Living in a postmodern world

This is an article described as “reflections on the election of Justin Trudeau and the ‘idiotized’ culture” whose title is The Triumph of Drivel. It is specifically about Justin Trudeau, but having endured Barack Obama since 2008 and now Malcolm, I can only say I have got used to it as a phenomenon of our times. And what sort of phenomenon is that?

Perhaps I should explain what I mean by “drivel.” I could write “lies,” but these are only possible to those who have criteria for the truth. Drivel is what people talk who have no such criteria. The fact that what they’re saying may be true, or untrue, is of no significance to them. It is enough that it sounds plausible. The truthful man knows when he is lying; the postmodern man neither knows nor cares. He can believe himself “good,” as drivellers will do, because truth doesn’t come into it.

The old-style politician told knowing lies. The new-style politician doesn’t know what “lies” are. He uses the term rhetorically, against anything he doesn’t want to hear. The old-style politician would back down when confronted with the truth. The new-style politician doesn’t know what you are talking about. He assumes you are only trash-talking him.

So let us listen to how Malcolm describes events as they have transpired:

“This is the government of Australia, it’s not the Tony Abbott government, it’s not the Malcolm Turnbull government, we can be prime ministers but we are here to serve others,” he said. He also said he had learnt from his own downfall that it was vital for a leader to be collaborative and consultative.

“The one thing I have learnt and learnt this not just from my own experience but also from others (is) the absolutely critical importance of recognising that this is an exercise in collaboration. I’m not the president, I’m the Prime Minister. I am first among equals,” he said in a clear reference to the complaints about Mr Abbott not involving his colleagues enough in decision making.

Ridiculous. Just words with no sincerity. He can’t even fake it, he’s such a phoney, but those folks at The Australian just lap it up. So I return to the conclusion of the original article I quoted:

“The people” believe in drivel, too, as they have just proved. As I’ve mentioned before, a growing percentage of the general voting population has been morally and intellectually debilitated — “idiotized” is my preferred term — by postmodern media and education, and by spiritual neglect within (often broken) postmodern homes. Large vested interests can lead them by the nose, even while they imagine themselves victims of conspiracy.

Postmodern media! The folks of Europe have just discovered how the reality they live in has nothing much in common with what they read in the papers, see on the news or hear from their political leaders. Idiotized may do, but it is a form of political insanity for which no solution that I can think of now exists.

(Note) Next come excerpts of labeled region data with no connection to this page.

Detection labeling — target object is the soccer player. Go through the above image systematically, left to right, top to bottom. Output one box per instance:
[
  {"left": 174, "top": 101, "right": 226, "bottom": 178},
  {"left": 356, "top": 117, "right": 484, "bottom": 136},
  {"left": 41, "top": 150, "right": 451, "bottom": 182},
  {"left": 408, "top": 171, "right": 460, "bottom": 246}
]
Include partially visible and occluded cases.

AND FURTHERMORE: That Barack Obama is delusional is truly the only explanation I can think of for his behaviour. He is leading America into a cesspit of social disorder, both nationally and across the world. His only friends are the deep left and the media. I would hardly be the first to describe him as a narcissist. Continuing this theme, the following was picked up via Andrew Bolt, an article by Paddy Manning in the SMH titled: Bad blood and bastardry: how Malcolm Turnbull became opposition leader. This is the passage I find so absorbing, but the lead-up in the article to Brendan Nelson’s comment quoted below is quite astonishing. I remember none of the events, but what I do remember is that Peter Costello gave away the leadership of the Liberal Party in 2007 because he could not bear having to deal with Malcolm. This might be why:

A doctor by profession, Nelson told journalist Peter Hartcher he genuinely believed Turnbull had a “narcissistic personality disorder … He says the most appalling things and can’t understand why people get upset. He has no empathy.”

In the modern world, with the media structured as it is with its far left perspective, this may be the only kind of personality type that can survive the never-ending negativity. The most personally decent man to ascend to become Prime Minister in a very long time, Tony Abbott was driven from office by the media left along with the left in general for whom personal values count for nothing against their own agenda. Malcolm, however, will do just fine.